103 打ち合わせ
貴馬隊バブみ騒動より1日。蘇生された者達はようやく冷静さを取り戻した。
本人達は正気ではなかったとはいえ、その時の記憶は脳にしっかりと残っていたようだ。
ある者は普段冷静で知的なキャラを演じていたにも拘らず自分が「ママ、ママ」と女性メンバーに甘える様子を思い出してはベッドの上で悶え苦しんだ。
また、ある者は甘えた女性メンバーの胸に頬を擦り付ける様子のスクリーンショットを見せられ「責任を取れ」と追求される。彼は一番大事にしていた武器を渡す羽目になったようだ。
貴馬隊の中でヒエラルキーが大きく動いた日々だっただろう。
そんな個人個人の阿鼻叫喚な日々が終わりを迎えた中で、死亡前と態度を変えぬ者がいた。
名はユニハルト・ユニコーン・パッパカ。そう、レギオン『貴馬隊』のレギオンマスターである男。
「私は何人もの人間を屠り、雷の如く戦場を舞った」
戦場にいたのを覚えている? その問いにユニハルトが答えた内容がこれである。
彼は自分が死亡した事も、女装した厳つい大男にあやされていた事も覚えていない。本当に覚えていないのか、それとも彼の脳が現実を受けれなかったのか。それは未だに謎だ。

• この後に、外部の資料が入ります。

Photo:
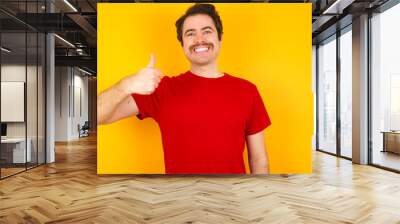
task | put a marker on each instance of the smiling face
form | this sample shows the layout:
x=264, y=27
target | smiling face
x=200, y=40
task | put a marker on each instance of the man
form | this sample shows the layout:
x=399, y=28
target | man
x=205, y=116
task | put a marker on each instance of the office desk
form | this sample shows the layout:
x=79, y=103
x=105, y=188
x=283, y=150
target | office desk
x=13, y=150
x=391, y=141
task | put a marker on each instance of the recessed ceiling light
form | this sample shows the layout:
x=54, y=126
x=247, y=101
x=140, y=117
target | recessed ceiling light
x=70, y=5
x=65, y=41
x=5, y=50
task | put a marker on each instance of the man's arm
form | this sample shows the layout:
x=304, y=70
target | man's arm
x=258, y=159
x=116, y=102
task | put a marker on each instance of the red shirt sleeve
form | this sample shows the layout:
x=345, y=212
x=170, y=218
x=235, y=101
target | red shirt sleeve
x=258, y=119
x=149, y=105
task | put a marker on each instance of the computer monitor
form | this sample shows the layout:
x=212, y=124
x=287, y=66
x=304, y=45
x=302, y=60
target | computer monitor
x=3, y=129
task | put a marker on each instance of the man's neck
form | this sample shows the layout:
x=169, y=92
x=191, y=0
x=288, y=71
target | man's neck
x=207, y=71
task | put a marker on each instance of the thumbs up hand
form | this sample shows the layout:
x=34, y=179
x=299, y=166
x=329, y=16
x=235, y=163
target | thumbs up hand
x=143, y=82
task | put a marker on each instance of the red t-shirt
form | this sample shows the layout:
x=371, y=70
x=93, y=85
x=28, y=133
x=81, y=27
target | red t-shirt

しかしながら、彼は本来の調子を取り戻した。これにより、イングリット達と今後の打ち合わせや情報交換を行う事がようやく出来る。
「つーわけでよ。あの駄馬にイチャモンつけても面倒なだけだから、なるべく触らないでくれや。セレネの決定だ」
夢見る羊亭にイングリット達を呼びに来た貴馬隊メンバーの男が、ユニハルトと会う前の前置きを告げた。
「頭がイカれてんだか、図太いんだか分からないね」
「ははは。ちげえねえ!」
前置きを聞いたクリフが感想を漏らすと、貴馬隊の男は膝を叩いて笑う。
とにかく、ユニハルトが死亡した事は触れずに情報交換を進める事となった。死因を追求されずに済んだのでイングリットにとってはありがたい状況だ。
一行は貴馬隊のいる宿へと向かい、ユニハルトやセレネ、キマリンが使っている一番大きな部屋へと招かれた。
「よう。わざわざ来てもらってワリィな」
「こう落ち着いて会うのは久しぶりであるな」
出迎えてくれたのはレギオン副マスターのセレネとキマリン。
魔王都への移動中も何度か顔を合わせて話してはいたが、今回のように部屋の中のような落ち着いた空間で会うのはゲーム内以来だろうか。
部屋の中へ入るとリビングにあるテーブルではユニハルトが腕を組みながら偉そうに座っていた。
各自椅子へ座る前にシャルロッテと貴馬隊の自己紹介が始まる。
「君が黒盾パーティーの新メンバーか。我輩はキマリン。魔法少女である。よろしく頼む」
「俺様はセレネ。この貴馬隊の副マスターをしてる。よろしく頼むぜ」
「妾はシャルロッテ・アルベルトなのじゃ。よろしくなのじゃ」
シャルロッテはキマリンとセレネの順に握手を交わす。
彼女は最後に椅子に座ったままのユニハルトを見た後に近づき、握手をしようと手を差し出した。
「よろしくなのじゃ」
「…………」
だが、ユニハルトは腕を組んだまま微動だにしない。というよりも、意図的にシャルロッテを無視しているように見える。
「……? よろしくなのじゃ」
ユニハルトが黙っている理由が分からないシャルロッテは再び話しかけて手を差し出すが、やはり無視されてしまう。
「ああ、ソイツは」
シャルロッテ以外の者達は彼の行動に対する理由を知っている。イングリット達もシャルロッテへ事前にユニハルトという男がどんな者なのか話すのをすっかり忘れてしまっていたのだ。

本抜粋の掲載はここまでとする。